Em todas as histórias relatadas, uma unanimidade: as empresas em questão representam investimento ínfimo do orçamento do estado. Muitas delas sofrem há anos com a falta de recursos, de concursos públicos e prestam atendimento a duras penas graças aos servidores. Mas não representam ônus aos cofres públicos.

O artigo 14 do PL 529 prevê também que o superávit financeiro de autarquias e fundações seja transferido ao final de cada exercício à Conta Única do Tesouro Estadual.

A Academia de Ciências do Estado de São Paulo (Aciesp) alerta que, se aprovado, uma das consequências será a retirada, ainda em 2020, de mais de um bilhão de reais das universidades estaduais paulistas (USP, Unesp e Unicamp) e da Fundação de Amparo à Pesquisa do Estado de São Paulo (Fapesp), principal fundação de apoio à pesquisa do Brasil. 
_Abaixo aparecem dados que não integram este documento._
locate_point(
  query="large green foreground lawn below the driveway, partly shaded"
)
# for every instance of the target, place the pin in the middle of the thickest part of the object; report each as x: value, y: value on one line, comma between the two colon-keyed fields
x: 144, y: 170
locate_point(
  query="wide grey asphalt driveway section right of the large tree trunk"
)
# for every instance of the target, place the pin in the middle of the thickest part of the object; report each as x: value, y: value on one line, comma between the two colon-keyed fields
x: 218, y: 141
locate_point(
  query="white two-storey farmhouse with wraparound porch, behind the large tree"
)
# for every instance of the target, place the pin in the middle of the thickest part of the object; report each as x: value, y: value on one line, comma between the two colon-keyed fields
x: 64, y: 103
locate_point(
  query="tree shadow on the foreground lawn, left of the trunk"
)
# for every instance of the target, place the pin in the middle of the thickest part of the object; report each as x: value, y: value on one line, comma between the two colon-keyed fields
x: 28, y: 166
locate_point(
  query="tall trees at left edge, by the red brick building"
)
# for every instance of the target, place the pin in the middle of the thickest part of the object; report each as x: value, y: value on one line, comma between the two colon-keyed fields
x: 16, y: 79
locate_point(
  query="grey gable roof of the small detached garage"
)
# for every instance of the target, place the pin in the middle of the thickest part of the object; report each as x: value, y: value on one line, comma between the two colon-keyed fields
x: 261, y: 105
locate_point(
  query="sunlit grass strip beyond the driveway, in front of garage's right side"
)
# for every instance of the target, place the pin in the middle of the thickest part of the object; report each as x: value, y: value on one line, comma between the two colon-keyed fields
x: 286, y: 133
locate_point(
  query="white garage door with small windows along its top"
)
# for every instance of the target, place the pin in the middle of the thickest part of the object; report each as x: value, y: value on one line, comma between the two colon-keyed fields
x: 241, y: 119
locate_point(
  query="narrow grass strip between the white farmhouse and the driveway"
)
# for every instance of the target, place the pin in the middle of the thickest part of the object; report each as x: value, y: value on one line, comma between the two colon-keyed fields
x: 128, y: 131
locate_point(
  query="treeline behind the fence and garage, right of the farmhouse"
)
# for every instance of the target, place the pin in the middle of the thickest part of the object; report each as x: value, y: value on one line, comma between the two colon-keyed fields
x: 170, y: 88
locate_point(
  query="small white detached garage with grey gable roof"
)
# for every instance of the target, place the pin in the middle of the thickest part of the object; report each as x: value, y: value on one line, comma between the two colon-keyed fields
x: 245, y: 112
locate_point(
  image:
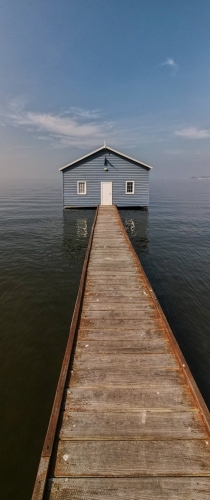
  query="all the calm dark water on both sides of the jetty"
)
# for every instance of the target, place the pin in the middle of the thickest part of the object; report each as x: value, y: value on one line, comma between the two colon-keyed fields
x: 41, y: 255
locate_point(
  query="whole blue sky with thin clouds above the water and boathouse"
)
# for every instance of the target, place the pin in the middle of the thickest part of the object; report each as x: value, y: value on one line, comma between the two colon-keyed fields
x: 76, y: 73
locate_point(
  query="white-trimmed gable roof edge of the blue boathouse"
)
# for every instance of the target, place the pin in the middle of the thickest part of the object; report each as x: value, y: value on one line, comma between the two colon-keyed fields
x: 102, y: 150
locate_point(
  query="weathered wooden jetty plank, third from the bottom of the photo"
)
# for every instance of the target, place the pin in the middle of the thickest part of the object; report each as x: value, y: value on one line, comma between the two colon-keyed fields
x: 146, y: 424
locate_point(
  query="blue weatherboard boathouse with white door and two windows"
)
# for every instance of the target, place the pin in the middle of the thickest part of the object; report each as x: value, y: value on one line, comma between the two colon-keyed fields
x: 105, y: 177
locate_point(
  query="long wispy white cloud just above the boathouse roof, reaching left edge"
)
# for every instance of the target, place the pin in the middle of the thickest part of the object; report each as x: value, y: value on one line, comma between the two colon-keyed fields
x: 78, y: 127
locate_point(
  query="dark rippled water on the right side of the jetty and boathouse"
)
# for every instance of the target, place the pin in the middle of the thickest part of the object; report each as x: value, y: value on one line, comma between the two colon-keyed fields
x: 172, y: 241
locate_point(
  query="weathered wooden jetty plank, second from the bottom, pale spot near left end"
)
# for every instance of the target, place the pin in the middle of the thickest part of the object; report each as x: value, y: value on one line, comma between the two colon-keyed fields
x: 133, y: 458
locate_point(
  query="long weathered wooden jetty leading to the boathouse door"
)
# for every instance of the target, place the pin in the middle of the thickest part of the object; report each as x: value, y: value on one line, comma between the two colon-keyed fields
x: 128, y: 420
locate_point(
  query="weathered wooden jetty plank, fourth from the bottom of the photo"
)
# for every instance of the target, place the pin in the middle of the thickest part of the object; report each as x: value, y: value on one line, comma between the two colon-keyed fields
x: 169, y: 396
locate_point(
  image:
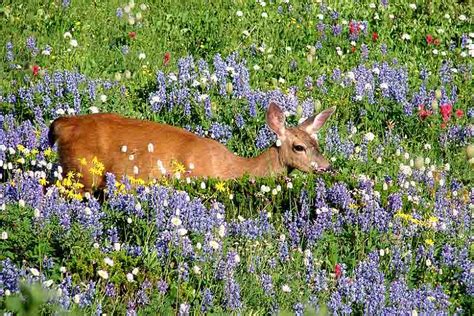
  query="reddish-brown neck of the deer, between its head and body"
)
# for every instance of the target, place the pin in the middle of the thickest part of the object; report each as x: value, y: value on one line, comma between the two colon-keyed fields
x: 267, y: 163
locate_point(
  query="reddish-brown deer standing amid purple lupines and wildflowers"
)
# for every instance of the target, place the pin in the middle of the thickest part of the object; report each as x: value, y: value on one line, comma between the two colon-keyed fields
x: 149, y: 150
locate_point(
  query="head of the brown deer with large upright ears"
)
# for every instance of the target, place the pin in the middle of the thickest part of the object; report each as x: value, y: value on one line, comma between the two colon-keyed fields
x: 298, y: 146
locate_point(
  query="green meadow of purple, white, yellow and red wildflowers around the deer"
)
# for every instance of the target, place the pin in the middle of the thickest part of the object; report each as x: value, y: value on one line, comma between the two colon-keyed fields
x: 389, y: 232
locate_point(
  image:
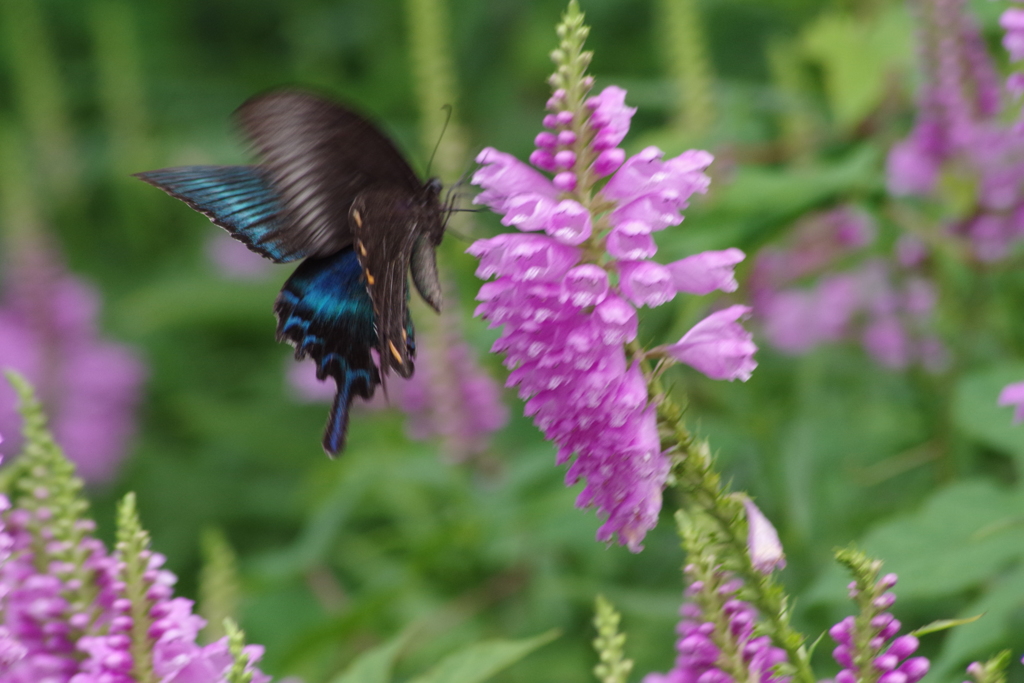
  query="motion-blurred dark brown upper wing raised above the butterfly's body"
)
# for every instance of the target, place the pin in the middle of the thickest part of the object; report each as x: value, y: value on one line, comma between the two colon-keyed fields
x: 320, y: 157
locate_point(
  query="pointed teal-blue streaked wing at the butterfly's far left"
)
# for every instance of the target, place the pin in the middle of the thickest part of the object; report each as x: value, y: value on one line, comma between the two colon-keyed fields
x: 239, y: 199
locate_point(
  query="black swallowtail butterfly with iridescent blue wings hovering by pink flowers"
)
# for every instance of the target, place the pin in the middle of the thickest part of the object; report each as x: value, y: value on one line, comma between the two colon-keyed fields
x: 332, y: 190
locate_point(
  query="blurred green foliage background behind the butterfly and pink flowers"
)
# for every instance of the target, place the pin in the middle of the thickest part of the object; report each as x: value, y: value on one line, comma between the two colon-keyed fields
x: 799, y: 100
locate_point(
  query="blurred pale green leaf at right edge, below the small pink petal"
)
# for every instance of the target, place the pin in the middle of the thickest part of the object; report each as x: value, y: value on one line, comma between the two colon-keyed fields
x: 976, y: 412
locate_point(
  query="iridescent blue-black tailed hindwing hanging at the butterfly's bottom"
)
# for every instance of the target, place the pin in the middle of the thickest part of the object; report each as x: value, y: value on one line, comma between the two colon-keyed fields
x: 325, y: 313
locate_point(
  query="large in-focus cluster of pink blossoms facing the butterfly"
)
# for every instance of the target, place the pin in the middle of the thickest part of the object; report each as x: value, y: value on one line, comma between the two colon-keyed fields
x: 566, y: 323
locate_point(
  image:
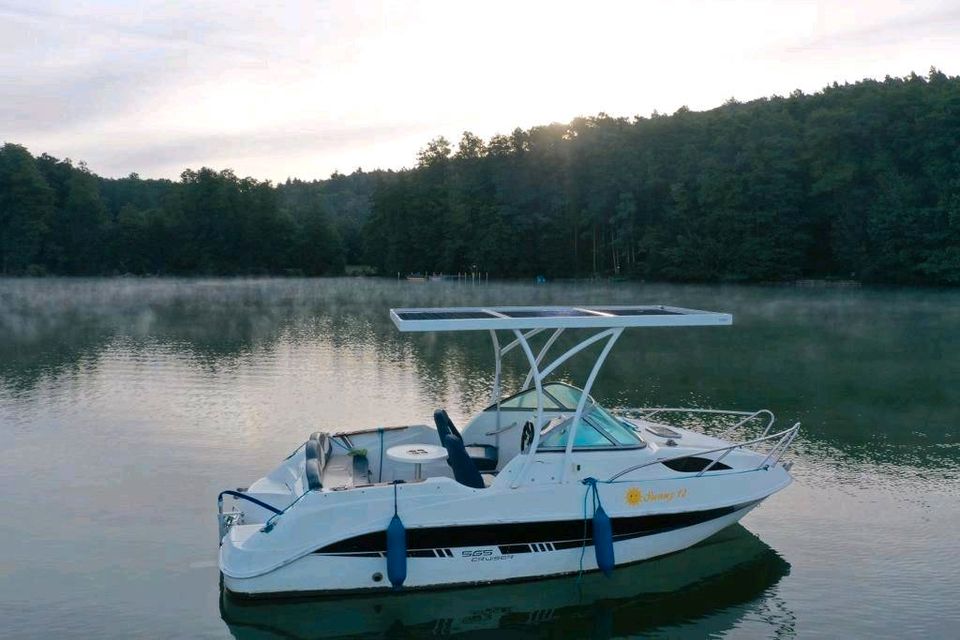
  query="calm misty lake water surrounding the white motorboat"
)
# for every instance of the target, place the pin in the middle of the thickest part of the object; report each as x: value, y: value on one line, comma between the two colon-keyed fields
x: 127, y: 405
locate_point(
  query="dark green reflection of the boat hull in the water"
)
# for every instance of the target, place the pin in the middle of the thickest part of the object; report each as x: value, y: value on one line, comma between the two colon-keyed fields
x: 715, y: 584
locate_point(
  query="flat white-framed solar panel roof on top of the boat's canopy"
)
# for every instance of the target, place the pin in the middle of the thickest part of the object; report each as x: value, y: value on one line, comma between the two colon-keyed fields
x: 572, y: 317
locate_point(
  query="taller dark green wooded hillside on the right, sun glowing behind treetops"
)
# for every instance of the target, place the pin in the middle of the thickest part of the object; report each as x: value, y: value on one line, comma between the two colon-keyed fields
x: 857, y: 181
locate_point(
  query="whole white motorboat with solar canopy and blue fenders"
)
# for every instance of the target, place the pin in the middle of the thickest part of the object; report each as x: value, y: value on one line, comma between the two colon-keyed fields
x: 542, y: 482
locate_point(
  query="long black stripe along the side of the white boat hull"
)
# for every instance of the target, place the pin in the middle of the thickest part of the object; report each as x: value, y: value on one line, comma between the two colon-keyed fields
x: 523, y: 537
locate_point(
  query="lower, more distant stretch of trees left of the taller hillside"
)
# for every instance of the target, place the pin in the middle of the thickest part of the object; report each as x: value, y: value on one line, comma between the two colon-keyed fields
x: 59, y: 218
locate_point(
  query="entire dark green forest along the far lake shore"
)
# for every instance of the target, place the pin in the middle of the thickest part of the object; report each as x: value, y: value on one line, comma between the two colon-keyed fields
x: 858, y: 181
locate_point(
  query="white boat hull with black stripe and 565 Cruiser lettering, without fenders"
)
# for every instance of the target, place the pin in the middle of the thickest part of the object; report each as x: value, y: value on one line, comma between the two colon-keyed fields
x: 527, y: 522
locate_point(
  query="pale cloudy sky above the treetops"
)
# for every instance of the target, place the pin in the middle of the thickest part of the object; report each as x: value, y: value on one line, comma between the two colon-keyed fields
x: 303, y: 89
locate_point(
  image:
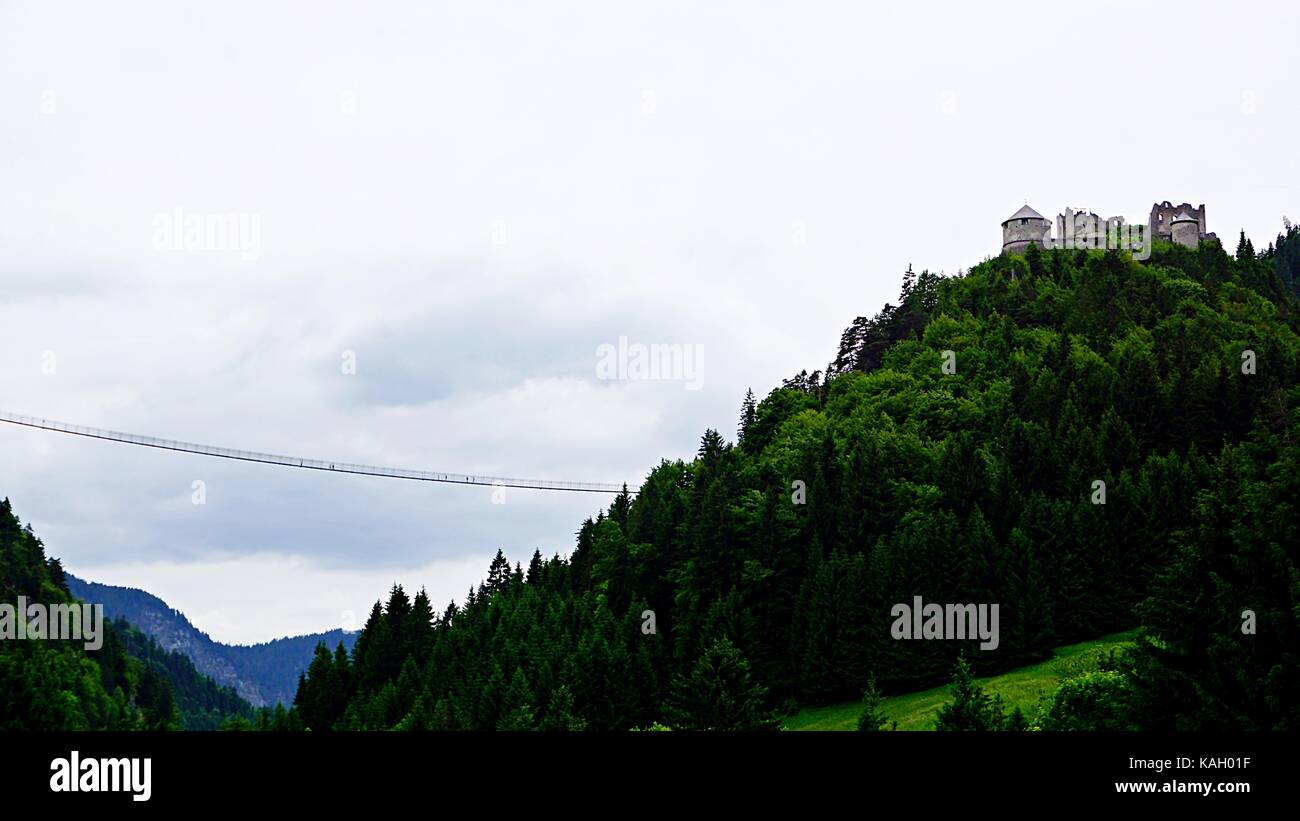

Acieps destaca em nota que os fundos da Fapesp não constituem superávit, mas sim reservas financeiras para projetos de pesquisa científica em andamento que, pela sua natureza, são de longa duração, ultrapassando o ano de exercício e denuncia: "A aprovação deste projeto de lei irá causar prejuízos irreparáveis à todas as atividades científicas do estado de São Paulo".